The magazine was founded by Fr. Richard John Neuhaus, who warned against what he called the “naked public square”: a civic life stripped of religious voice that does not remain empty, he argued, but fills with ersatz religion, ideology dressed in the vestments of the sacred. Democracy, Neuhaus believed, requires the moral foundations that religious communities provide; without a shared language of right and wrong, the public square becomes a battleground for power alone. Jews and Christians, he insisted, had every reason to stand together to resist the naked public square.
Rabbi Joseph B. Soloveitchik, in his 1964 essay “Confrontation,” cautioned against communal theological dialogue with Christians, believing that sustained interfaith debate might blur Judaism’s distinct religious convictions. But he did not forbid all engagement. He called for Jews and Christians to join forces against “the threat of secularism.” I see my work at First Things as answering that call.

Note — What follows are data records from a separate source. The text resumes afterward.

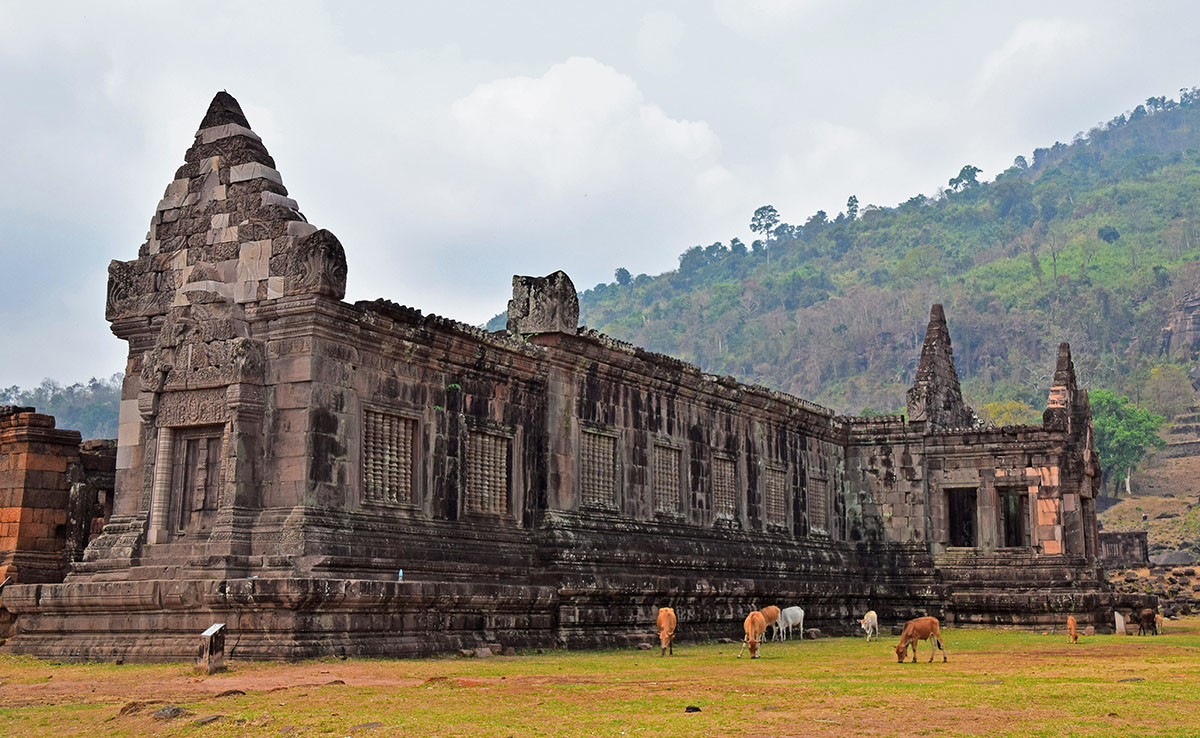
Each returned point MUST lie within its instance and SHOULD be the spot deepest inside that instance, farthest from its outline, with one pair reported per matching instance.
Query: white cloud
(1027, 54)
(755, 18)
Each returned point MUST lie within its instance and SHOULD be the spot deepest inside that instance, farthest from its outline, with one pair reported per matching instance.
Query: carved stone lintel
(193, 407)
(318, 265)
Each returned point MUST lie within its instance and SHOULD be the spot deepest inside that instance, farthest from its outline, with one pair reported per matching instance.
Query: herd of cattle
(916, 630)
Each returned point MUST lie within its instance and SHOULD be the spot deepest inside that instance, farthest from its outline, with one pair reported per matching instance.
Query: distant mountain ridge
(1090, 243)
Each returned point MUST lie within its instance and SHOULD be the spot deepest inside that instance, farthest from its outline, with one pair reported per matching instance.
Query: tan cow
(921, 629)
(870, 623)
(755, 627)
(666, 630)
(771, 616)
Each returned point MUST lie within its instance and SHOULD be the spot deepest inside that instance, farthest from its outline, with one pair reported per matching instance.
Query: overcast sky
(454, 144)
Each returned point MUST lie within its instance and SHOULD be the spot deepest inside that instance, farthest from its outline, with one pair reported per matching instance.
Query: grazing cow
(921, 629)
(790, 617)
(771, 617)
(755, 627)
(1146, 622)
(870, 623)
(666, 630)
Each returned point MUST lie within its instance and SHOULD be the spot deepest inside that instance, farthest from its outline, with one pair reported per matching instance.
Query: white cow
(870, 623)
(787, 618)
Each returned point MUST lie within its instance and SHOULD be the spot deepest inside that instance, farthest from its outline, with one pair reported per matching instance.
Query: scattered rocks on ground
(169, 713)
(1174, 558)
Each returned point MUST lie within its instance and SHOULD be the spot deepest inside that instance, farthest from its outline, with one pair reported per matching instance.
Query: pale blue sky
(453, 144)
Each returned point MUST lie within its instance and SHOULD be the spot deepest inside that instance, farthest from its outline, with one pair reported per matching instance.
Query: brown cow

Yeshiva University’s founding principle, Torah U’Madda, the synthesis of Torah and secular knowledge, makes a similar claim. Authentic Jewish life requires no quarantine from the broader intellectual world. To engage seriously with the Christian tradition on natural law and political order is not to compromise one’s Judaism. It is to fulfill what the Talmud calls chokhmah ba’goyim—wisdom found among the nations—an obligation the Rambam himself honored when he absorbed Aristotle into the architecture of Jewish law.
First Things does not ask Jews to leave their Judaism at the door. It publishes essays on Halakha, Jewish theology, and the Hebrew Bible with the same rigor it brings to Christian thought. David Novak has argued that Jews and Christians share a common adversary in ideological secularism, which seeks to strip God from public life entirely. In the struggle against an aggressive secularism, the distance between synagogue and church matters far less than the shared conviction that neither belongs in exile.
Full membership in American civic life does not require the erasure of difference. It requires the confidence to enter the room as oneself, to recognize that the Baptist, the Catholic, and the Orthodox Jew can argue together about the good without ceasing to be who they are. That argument, conducted by religiously serious people, is the American experiment at its best, and it is what First Things has been hosting since its founding.